Effect of Structure on the Electrochemical Performance of Nitrogen- and Oxygen-Containing Carbon Micro/Nanospheres Prepared from Lignin-Based Composites

Nitrogen-and oxygen-containing carbon micro/nanospheres (C-PAN and C-PNA) were prepared by direct pyrolysis of lignosulfonate/polyaniline and lignosulfonate/poly(N-ethylaniline) composite spheres at the temperature of 700 degrees C. The two type lignin-based composite spheres were prepared by an in situ polymerization of aniline and N-ethylaniline in the presence of lignosulfonate, respectively. The carbon spheres were investigated by thermal gravimetric analysis, scanning electron microscopy, transmission electron microscopy, Fourier transform infrared spectroscopy, X-ray diffraction, and X-ray photoelectron spectroscopy and were used as anodes for lithium ion batteries.
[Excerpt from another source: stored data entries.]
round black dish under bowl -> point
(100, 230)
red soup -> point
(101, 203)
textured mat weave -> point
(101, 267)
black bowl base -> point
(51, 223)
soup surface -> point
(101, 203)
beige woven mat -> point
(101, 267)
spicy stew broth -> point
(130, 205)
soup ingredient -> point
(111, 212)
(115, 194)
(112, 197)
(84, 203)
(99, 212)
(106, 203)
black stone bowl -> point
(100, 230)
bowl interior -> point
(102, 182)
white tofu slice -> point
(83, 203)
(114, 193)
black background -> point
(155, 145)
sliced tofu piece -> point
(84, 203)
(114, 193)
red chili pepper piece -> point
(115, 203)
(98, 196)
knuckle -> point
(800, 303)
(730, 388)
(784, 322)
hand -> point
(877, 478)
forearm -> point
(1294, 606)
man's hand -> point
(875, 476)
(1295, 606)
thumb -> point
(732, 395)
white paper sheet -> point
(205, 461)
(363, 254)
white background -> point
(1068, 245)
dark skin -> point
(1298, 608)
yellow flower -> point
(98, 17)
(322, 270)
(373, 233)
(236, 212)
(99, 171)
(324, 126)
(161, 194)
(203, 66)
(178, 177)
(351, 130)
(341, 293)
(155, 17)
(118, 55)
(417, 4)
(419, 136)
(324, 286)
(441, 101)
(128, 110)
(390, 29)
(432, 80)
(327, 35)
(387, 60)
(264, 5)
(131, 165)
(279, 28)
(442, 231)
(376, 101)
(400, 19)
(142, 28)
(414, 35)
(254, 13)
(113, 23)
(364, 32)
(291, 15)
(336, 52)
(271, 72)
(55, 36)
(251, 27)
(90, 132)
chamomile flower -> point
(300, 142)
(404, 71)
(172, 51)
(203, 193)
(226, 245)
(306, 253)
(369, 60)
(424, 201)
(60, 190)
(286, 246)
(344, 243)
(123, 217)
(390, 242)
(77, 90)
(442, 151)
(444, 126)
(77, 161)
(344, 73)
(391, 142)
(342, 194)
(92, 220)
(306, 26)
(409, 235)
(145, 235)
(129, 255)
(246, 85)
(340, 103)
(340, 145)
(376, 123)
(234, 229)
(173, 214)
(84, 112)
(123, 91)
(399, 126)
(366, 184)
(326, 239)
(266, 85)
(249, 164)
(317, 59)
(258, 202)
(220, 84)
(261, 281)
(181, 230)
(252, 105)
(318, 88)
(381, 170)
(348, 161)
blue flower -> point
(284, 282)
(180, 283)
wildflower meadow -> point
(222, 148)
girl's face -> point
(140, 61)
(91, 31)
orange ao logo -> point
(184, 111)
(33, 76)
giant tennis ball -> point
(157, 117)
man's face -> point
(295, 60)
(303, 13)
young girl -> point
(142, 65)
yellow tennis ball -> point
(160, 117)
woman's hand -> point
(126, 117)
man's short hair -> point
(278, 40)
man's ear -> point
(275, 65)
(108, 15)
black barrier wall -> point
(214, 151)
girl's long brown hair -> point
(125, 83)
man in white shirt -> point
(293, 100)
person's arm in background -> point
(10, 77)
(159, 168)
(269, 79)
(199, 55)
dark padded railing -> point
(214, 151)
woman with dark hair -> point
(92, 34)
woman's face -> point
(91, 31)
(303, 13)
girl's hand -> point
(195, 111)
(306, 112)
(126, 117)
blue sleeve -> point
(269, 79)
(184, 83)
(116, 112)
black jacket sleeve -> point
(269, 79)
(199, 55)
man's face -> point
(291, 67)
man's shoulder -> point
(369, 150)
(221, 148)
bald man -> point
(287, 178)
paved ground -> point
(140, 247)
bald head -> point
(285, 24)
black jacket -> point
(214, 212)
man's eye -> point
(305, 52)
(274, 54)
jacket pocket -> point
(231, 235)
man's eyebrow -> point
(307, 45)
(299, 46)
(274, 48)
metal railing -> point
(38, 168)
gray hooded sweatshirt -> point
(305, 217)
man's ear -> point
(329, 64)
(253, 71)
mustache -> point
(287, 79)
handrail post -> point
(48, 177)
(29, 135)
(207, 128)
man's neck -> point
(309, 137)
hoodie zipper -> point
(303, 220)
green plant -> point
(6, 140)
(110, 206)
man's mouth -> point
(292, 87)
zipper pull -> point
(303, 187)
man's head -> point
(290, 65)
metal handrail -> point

The two carbon spheres showed different electrochemical performances due to their different surface functional groups and structures The C-PAN carbon nanospheres had better electrochemical performance as anodes for lithium ion batteries than that of C-PNA carbon microspheres. The first charge capacity and discharge capacity of the C-PAN nanospheres at a current density of 60, 100, and 200 mA g(-1) exhibited a discharge capacity of 1450, 1094, and 770 mAh g(-1), respectively, and a charge capacity of 707, 698, and 446 mAh g(-1) respectively. Furthermore, it still owned a high discharge capacity at a current density of 60, 100, and 200 mA g(-1) of 526, 431, and 338 mAh g(-1), respectively, after 20 cycles.